Not only is the trade of the cattle there in the riverside bazaar. The slaughtering of the goat and sheep take place next to the river, and the flowing red blood might be awareness for other living livestock of the fate of the compatriots, might be their future fate also. A boy of a butcher blew a dead animal like a balloon before his father evacuated the contents of the stomach of the poor beast. Garbage pickers also collected the ‘jewels’ from the rubbish hills.
The other part of the bazaar sells daily needs like wheat, rice, peanuts, and corns. The seeds pale up like hills of different colors. The horse charts wait in line as transport of the traders. The animal transport like horses and donkeys still dominate the traffic of the town.

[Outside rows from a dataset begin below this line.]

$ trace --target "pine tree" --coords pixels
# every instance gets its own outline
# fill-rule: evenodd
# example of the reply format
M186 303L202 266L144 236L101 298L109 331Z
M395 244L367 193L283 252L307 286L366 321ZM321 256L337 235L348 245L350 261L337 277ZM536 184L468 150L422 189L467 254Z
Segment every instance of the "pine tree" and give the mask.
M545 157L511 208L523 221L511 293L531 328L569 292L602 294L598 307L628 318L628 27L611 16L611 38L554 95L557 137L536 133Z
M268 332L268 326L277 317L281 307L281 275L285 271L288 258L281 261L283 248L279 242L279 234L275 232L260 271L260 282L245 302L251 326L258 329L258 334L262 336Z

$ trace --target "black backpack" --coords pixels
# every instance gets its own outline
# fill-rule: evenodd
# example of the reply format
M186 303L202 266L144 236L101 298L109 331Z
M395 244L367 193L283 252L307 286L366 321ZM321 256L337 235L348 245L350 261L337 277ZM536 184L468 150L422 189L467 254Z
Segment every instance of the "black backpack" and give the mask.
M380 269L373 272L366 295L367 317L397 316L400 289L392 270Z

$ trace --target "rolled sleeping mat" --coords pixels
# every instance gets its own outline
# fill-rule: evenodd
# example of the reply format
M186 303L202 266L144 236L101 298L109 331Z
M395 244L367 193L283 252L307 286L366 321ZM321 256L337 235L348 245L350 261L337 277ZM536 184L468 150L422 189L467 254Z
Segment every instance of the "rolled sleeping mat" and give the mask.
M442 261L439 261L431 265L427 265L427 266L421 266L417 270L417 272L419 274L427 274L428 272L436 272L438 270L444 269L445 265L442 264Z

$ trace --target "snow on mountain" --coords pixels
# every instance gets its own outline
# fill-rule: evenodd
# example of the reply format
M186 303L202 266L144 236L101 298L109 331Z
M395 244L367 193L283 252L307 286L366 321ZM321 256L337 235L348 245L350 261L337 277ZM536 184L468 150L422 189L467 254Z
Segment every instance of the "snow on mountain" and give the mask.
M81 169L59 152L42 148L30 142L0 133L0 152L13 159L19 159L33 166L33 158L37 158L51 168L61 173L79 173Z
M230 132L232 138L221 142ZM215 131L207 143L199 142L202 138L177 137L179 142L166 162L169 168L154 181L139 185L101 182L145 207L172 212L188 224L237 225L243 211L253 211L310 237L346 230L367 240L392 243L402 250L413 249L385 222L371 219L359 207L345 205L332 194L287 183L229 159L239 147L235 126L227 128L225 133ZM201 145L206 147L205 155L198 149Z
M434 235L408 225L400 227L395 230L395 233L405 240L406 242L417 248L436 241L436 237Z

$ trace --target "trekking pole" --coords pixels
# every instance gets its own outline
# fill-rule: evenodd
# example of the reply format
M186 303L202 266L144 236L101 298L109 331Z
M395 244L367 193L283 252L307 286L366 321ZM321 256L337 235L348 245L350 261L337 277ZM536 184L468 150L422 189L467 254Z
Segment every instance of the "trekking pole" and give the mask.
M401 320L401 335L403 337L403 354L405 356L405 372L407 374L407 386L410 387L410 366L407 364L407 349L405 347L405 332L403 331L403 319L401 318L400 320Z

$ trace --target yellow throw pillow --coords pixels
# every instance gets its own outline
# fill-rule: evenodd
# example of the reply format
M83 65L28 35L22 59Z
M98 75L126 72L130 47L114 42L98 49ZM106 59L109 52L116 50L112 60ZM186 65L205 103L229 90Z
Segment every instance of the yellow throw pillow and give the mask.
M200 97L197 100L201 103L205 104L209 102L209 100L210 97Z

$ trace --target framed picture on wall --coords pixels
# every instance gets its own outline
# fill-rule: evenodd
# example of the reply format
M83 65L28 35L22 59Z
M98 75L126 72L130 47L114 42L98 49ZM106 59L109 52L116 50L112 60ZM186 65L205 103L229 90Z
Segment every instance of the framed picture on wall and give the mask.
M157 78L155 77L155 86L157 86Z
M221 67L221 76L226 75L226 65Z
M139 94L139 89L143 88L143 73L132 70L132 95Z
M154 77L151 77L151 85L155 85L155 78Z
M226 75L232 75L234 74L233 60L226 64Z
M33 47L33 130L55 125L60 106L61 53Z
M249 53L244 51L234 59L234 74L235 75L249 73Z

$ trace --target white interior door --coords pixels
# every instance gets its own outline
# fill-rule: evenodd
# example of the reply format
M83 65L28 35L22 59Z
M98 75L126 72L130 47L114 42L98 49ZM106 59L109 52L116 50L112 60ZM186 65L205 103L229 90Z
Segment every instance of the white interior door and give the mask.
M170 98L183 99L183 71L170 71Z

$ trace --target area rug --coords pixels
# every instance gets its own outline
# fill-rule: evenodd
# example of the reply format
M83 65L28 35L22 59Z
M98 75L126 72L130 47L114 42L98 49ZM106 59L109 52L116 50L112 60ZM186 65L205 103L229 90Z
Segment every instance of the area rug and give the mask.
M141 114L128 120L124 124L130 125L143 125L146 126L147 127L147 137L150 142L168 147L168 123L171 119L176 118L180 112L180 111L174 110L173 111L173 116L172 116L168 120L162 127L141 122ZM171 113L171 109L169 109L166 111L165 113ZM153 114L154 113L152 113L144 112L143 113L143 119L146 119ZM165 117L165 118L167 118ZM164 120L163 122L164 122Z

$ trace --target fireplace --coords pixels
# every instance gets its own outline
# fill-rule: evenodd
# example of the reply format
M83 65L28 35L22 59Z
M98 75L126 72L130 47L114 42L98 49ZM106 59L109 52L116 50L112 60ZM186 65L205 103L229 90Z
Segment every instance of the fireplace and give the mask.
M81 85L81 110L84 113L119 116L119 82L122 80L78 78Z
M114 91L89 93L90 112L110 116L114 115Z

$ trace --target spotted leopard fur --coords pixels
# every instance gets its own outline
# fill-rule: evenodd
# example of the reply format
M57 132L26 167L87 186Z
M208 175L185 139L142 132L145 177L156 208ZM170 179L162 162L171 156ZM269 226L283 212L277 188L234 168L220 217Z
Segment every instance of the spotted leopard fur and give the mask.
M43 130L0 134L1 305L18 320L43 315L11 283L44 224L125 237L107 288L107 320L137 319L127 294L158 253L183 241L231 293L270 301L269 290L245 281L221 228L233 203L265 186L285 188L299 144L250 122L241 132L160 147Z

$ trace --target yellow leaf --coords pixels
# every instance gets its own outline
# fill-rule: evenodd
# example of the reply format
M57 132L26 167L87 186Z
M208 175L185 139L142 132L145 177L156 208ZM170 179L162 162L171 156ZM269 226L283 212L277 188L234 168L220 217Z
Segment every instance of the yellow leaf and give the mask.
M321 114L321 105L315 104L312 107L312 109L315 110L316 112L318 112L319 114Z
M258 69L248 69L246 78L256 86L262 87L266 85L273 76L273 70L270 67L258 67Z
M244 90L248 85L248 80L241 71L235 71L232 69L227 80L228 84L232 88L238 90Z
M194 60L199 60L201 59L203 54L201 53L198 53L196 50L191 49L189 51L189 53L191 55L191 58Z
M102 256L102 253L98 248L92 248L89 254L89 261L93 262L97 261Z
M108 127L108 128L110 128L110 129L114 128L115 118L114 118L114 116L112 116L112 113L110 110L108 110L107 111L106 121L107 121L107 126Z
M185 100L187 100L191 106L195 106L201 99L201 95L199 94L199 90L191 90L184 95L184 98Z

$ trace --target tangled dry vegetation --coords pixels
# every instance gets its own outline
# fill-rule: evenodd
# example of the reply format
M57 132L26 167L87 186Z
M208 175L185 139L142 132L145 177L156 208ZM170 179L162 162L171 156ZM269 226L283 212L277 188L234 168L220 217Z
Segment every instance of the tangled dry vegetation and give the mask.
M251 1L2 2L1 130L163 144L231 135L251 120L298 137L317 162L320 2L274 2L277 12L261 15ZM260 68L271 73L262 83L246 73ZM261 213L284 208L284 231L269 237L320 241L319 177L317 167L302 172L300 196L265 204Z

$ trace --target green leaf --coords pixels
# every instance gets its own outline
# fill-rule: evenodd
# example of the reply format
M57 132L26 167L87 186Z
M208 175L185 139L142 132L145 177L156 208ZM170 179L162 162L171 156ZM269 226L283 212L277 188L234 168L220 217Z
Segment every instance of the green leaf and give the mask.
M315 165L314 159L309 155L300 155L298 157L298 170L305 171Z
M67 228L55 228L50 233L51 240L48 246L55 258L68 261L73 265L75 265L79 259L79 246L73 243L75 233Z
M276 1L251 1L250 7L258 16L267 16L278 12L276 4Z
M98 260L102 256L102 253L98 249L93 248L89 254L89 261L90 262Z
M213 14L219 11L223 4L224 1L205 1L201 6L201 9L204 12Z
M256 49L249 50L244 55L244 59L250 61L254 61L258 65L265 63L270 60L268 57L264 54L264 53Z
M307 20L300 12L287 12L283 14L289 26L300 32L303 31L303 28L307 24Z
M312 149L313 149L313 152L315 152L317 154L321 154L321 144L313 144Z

The delicious raisin and corn seeds are still the primadona of the snack markets. The making of the fried corn seed is preceded by frying the seeds in huge pan full of sand and mixed by little amount of oil and yellow coloring powder. The yellow ash produced by the mixture makes the cook like a hepatitis patient. The yellow, fried corn seed then filtered from the sand before preserved.
The weaving blue and white seas of burqas, the green black Zebra cloaks of the Uzbek elders, the brown hairs of the donkeys, purple ripe raisins, simmering yellow of the corn seeds shines the colors of the ancient Central Asian town of Taloqan.